International Relations Minister Naledi Pandor is consulting her department’s director-general Kgabo Mahoai to decide if further steps on the country’s ambassador to Denmark, Zindzi Mandela, are necessary.
On Tuesday night, Pandor addressed Mandela about the unsavoury Twitter spat she had become involved in with various white South Africans.
Pandor said Mandela’s tweets were inappropriate for an ambassador.
Mandela’s term as ambassador of Denmark expires at the end of the month, and she probably knows that she is not being considered for another term in the position.
“That is why she was so reckless in making the comments she did on Twitter, in which she disparaged people for their skin colour,” an experienced former ambassador said this week.
Mandela’s comments, made last Friday, were among the most serious missteps a diplomat could make, said the former ambassador.

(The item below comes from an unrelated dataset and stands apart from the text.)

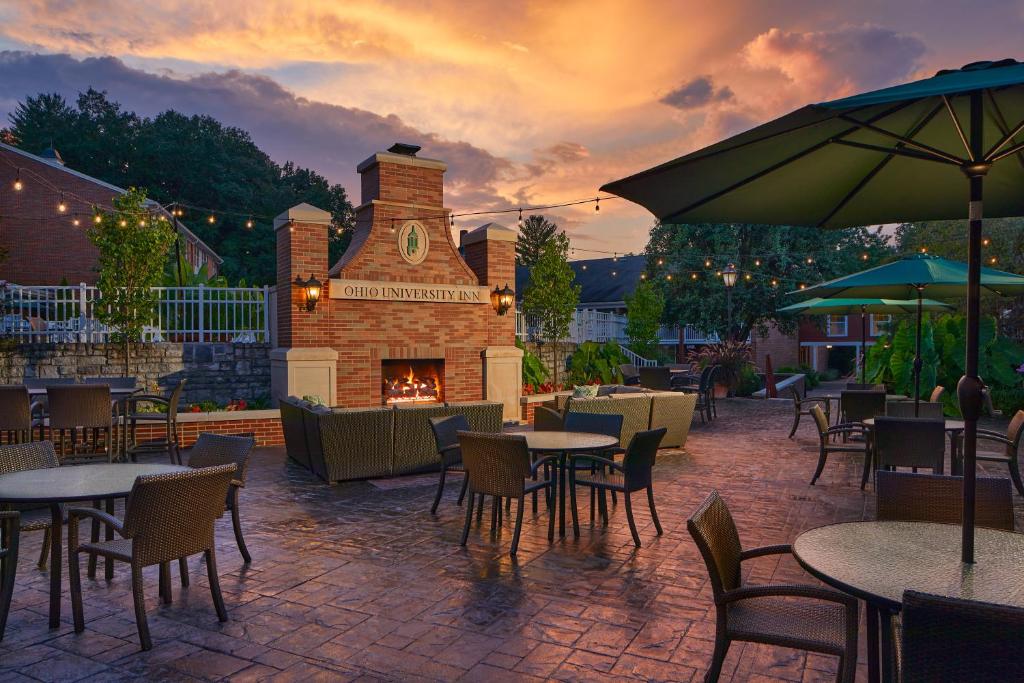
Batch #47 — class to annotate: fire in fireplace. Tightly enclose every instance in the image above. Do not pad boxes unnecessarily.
[381,360,444,405]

“It is on the same level as the comments made by Joseph Nkosi, South Africa’s ambassador to Venezuela, who had threatened to send South African troops to protect Venezuela from the US in April last year.”
Nkosi made the comments during a diplomatic ceremony to honour former president Nelson Mandela.
He was not recalled by the then minister of international relations and cooperation, Lindiwe Sisulu.
But Mahoai wrote a strongly worded letter to Nkosi, demanding that he retract the comment as it went against “government policy”. Nkosi unreservedly withdrew the comment and officially apologised.
Pandor confirmed that Zindzi Mandela’s term in Denmark would soon be over.
“Correspondence regarding that is on my desk. However, it is the president who appoints ambassadors, not me,” she said in response to questions.
Mandela began her term in Copenhagen in June 2015. An ambassador’s term lasts for four years, but can be renewed for another four years.